Despite all the talk about how the old Chicago Teachers Union calendar date book was "too expensive" for the union's supposedly increasingly fragile budget to endure, other reasons for withholding basic information from the membership are much more logical an explanation than the ones so far given by the current leadership. Among those are the fact that the leadership has gone out of its way to restrict communications among CTU delegates (see below) and now doesn't want the members to know who their "functional vice presidents" are as the crises (that's a plural) in the schools grow with each passing month.
How holding a photograph of Prince will help the leaders of the Chicago Teachers Union better represent the interests of the union's dwindling number of members has not been revealed by the union's officers, but the "special meetings" of the union's Executive Board have not been dominated by a discussion of the many problems plaguing the union's functional group members.One of the main functions of the calendar date book over the decades was to inform the members where to find their "functional vice presidents." Under the very democratic (and unusually transparent) rules of the CTU, each "functional group" has been electing a "functional vice president" to represent the members on the E Board. The functional vice presidents are elected at the rate of one per every thousand union members in that functional group. As a result, if there were 18,000 elementary teachers (once upon a time there were) in the CTU, the CTU would have 18 elementary functional vice presidents. Their job was to bring regularly to the E Board the major concerns of the members of that group. Similarly, the VPs for the high schools and other groups were tasked to do the same. The result was supposed to be that the E Board regularly set the agendas for the meetings of the House of Delegates based in a large measure on what was hurting the members in those groups.
Slowly, since the CORE group (of which this reporter is a dues-paying member) took over, the E Board has been more and more cut off from its base and tasked instead with representing the whims of the union's leadership "downward" to the members. At least in the days of the calendar date book, the union's rank and file members in the schools were able to locate and communicate their concerns with their functional vice presidents. All of their names were listed in the front of the calendar date book.
It was also true for most of the CTU history that the members and school delegates could communicate directly with other school delegates because the union, annually, published a directory of the delegates, listing (unless the delegates specifically requested otherwise) the home phone number of each delegate and every other union leader. During the four decades that this reporter represented various schools and finally retired members in the HOD, I always listed my home phone number, as did the vast majority of the delegates (as a review of the old directories shows). The notion that delegates needed to keep their home phone information (or more lately email information) secret from the members was not a thought that was usually given when the roots of democracy were strengthened each year with the publication of the calendar date book and delegates' directory.
The current CTU leadership has abolished both roots of union democracy, just as they have decided that the union should hire workers for the union's central offices who have no experience as local school delegates (for decades it was unthinkable that someone would get a union job without first apprenticing in union work as a local school or functional group delegate).

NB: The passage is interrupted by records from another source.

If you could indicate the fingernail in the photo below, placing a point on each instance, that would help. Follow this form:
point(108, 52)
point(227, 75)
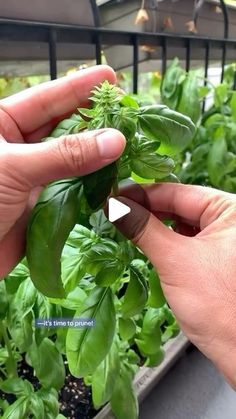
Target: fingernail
point(111, 144)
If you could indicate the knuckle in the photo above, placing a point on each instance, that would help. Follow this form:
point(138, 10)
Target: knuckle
point(75, 151)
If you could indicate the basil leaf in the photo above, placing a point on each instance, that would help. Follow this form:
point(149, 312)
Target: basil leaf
point(3, 300)
point(156, 298)
point(50, 401)
point(17, 410)
point(171, 84)
point(36, 407)
point(106, 261)
point(20, 315)
point(151, 166)
point(43, 356)
point(216, 161)
point(86, 348)
point(156, 359)
point(136, 294)
point(127, 328)
point(51, 222)
point(171, 128)
point(190, 104)
point(98, 185)
point(17, 386)
point(149, 340)
point(104, 377)
point(124, 403)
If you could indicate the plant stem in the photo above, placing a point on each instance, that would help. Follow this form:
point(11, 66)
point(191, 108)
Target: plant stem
point(12, 366)
point(115, 188)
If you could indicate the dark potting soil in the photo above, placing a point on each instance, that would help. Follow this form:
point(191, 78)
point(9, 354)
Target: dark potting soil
point(74, 398)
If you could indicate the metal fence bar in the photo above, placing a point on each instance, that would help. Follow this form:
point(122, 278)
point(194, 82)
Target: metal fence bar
point(188, 54)
point(223, 61)
point(164, 56)
point(98, 50)
point(52, 54)
point(135, 63)
point(207, 59)
point(54, 34)
point(226, 18)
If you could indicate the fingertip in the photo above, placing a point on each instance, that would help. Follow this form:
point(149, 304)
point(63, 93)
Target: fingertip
point(111, 144)
point(108, 73)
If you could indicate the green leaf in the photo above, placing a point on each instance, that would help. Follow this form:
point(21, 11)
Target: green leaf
point(17, 386)
point(149, 340)
point(170, 85)
point(73, 301)
point(50, 401)
point(80, 343)
point(220, 94)
point(43, 356)
point(20, 316)
point(72, 271)
point(88, 113)
point(172, 129)
point(51, 222)
point(216, 160)
point(203, 91)
point(36, 407)
point(233, 105)
point(106, 261)
point(124, 401)
point(104, 377)
point(189, 103)
point(151, 166)
point(127, 328)
point(156, 359)
point(156, 298)
point(129, 102)
point(98, 185)
point(136, 294)
point(101, 225)
point(3, 300)
point(14, 279)
point(17, 410)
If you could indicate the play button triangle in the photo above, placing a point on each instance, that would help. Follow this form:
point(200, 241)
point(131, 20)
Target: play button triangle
point(117, 209)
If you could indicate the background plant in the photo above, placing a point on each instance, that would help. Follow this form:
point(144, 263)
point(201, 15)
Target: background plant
point(79, 265)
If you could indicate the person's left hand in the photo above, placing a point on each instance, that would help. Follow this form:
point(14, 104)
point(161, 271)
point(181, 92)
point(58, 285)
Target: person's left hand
point(26, 164)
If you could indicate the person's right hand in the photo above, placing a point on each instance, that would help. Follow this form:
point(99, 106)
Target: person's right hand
point(196, 262)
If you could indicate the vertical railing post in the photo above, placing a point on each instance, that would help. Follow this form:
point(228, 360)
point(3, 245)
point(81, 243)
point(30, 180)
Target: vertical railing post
point(188, 55)
point(164, 57)
point(223, 62)
point(98, 48)
point(135, 63)
point(52, 53)
point(207, 57)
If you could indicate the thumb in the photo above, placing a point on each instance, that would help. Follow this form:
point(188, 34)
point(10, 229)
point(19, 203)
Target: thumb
point(160, 244)
point(67, 156)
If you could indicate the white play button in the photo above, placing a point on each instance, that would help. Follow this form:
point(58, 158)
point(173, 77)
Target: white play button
point(116, 209)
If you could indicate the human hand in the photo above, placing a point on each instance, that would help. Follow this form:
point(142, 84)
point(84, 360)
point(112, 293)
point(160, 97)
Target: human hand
point(196, 262)
point(26, 164)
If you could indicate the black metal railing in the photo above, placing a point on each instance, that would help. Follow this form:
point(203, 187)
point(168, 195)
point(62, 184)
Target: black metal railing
point(54, 34)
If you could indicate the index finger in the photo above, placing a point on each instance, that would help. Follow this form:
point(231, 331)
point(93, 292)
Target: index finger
point(196, 205)
point(37, 106)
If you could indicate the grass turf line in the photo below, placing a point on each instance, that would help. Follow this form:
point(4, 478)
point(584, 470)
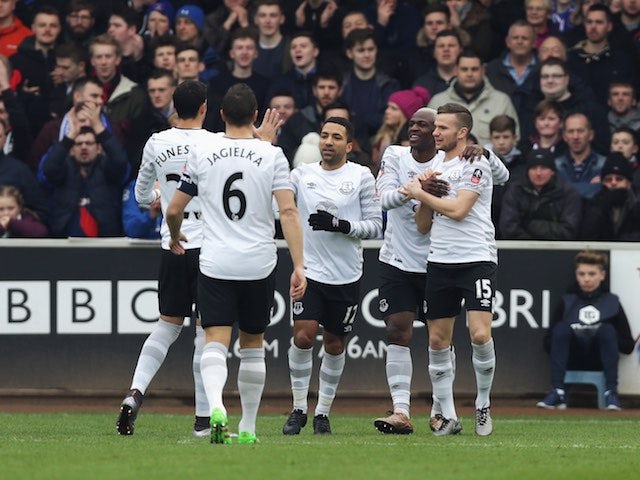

But even with those traditions at least temporarily abolished today, it was still unthinkable that meetings of the executive board, instead of listing the major concerns from the functional groups, would be transformed -- perhaps a better term would be "transubstantiated" -- into mystical seances where the E Board sits in a circle and communicate using magical objects which are provided by a union staffer with little local school experience and less interest in getting to the roots of the problems being raised from the schools.
At recent "special meetings" of the CTU Executive Board, the members have been made to sit in a circle like a Southern California cult (EST-like perhaps) and pass around some significant object, which they are supposed to talk about as to how it affects them. Several EBoard members (and observers) have confirmed that a number of these seances have taken place in recent months, and that among the objects of veneration distributed was a photo of Prince.
Instead of having special E Board meetings to discuss, say, the major concerns of the members in each of the functional groups, the current top-down version of unionism practiced at Carroll Street is tilting towards what more and more E Board members (anonymously for fear of retaliation) laugh about as a strange kind of veneration. Substance will continue to try and learn why a photo of Prince is a better way for the high school "functional vice presidents" to represent high school teachers, and we will report on our findings as they arise.